Eczema is a group of inflamed skin conditions that result in chronic itchy rashes. About 15 million people in the U.S. suffer from some form of eczema, including 10-20 percent of all infants. Symptoms vary from person to person, but often include dry, red, itchy patches on the skin which break out in rashes when scratched.
Objects and conditions that trigger itchy eczema outbreaks may include rough or coarse materials touching the skin, excessive heat or sweating, soaps, detergents, disinfectants, fruit and meat juices, dust mites, animal saliva and danders, upper respiratory infections and stress.
Treatment involves the restriction of scratching, use of moisturizing lotions or creams, cold compresses and preparations. If this proves insufficient, physicians may prescribe corticosteroid medication, antibiotics to combat infection, or sedative antihistamines. Phototherapy is a common procedure that uses light to reduce rashes. For severe cases, drugs such as cyclosporine A may be recommended.

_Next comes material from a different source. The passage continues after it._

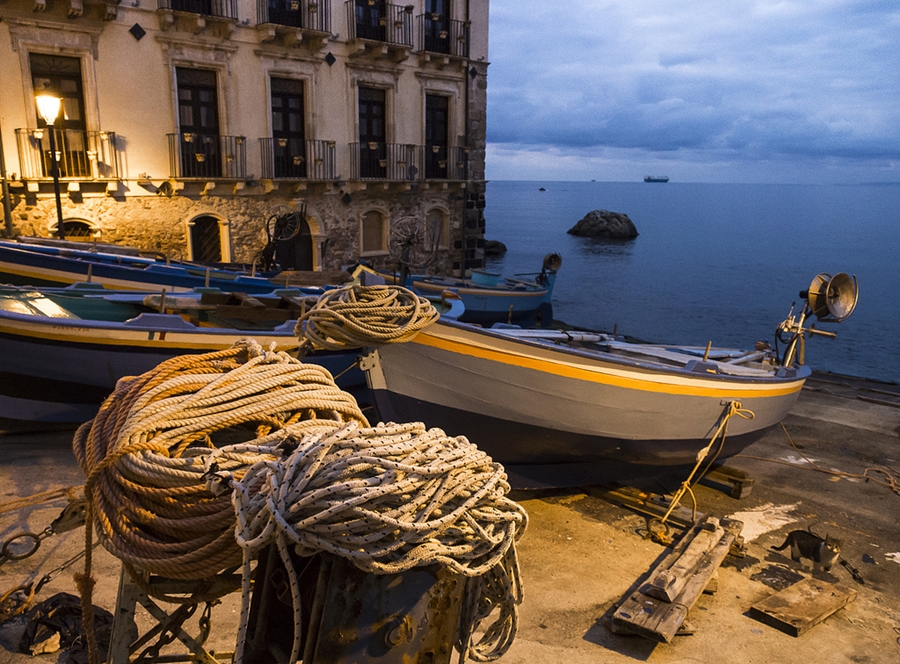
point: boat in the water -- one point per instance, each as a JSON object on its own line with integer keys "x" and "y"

Psoriasis is a chronic skin disorder that typically manifests as scaly red plaques on the skin. Over seven million men and women in the U.S. of all ages have some form of psoriasis, which may be mild, moderate or severe. The most commonly affected areas are the scalp, elbows, knees, hands, feet and genitals.
Psoriasis cannot be cured but it can be treated successfully, sometimes for months or years at a time and occasionally even permanently. Treatment depends on the type, severity and location of psoriasis; the patient’s age, medical history ; and the effect the disease has on the patient’s general mental health. The most common treatments are topical medications, phototherapy, and oral or injectable medication (for severe symptoms).
UVB phototherapy involves shining ultraviolet light on the skin to treat psoriasis and other chronic skin conditions. It is an easier and safer alternative to PUVA treatment (psoralen plus UVA phototherapy). As its name suggests, the light that is used in narrow-band UVB phototherapy is a very specific range of wavelengths in the ultraviolet spectrum – just 311 to 312 nm – that has been shown to most effectively slow the rapid growth of cells and improve the symptoms of psoriasis.
Patients generally receive phototherapy treatments three times per week for about 10 weeks. Exposure time begins at a few seconds and increases with each session. Session lengths are tailored to the patient’s skin type and tolerance. After the skin has cleared, UVB phototherapy may be continued to prolong remission time, or patients may undergo other psoriasis treatments to minimize their exposure to ultraviolet light.
XTRAC® Laser Treatment is an FDA-approved excimer laser procedure used to treat active skin lesions associated with psoriasis and vitiligo. Developed by PhotoMedex, the XTRAC laser is designed to effectively reduce the appearance of psoriasis and vitiligo in ten treatments or less, with results typically lasting several months before any symptoms present themselves again.
Thousands of patients across the world have experienced the effective results of this procedure, which uses a wavelength of 308nm to gently clear skin. XTRAC laser treatment is a safe and quick procedure that effectively clears the skin of active lesions while leaving healthy skin intact.
Photodynamic therapy (PDT) uses light and a light-sensitive dye to treat cancer and other diseases. During the procedure, a photosensitized dye or drug is injected into the problem area, which is then exposed to pulses of a narrow-wavelength beam of light. The dye absorbs this light and produces an active form of oxygen that aids in the destruction of the tumor. PDT ensures high precision by targeting only the tissue in and near the treatment area.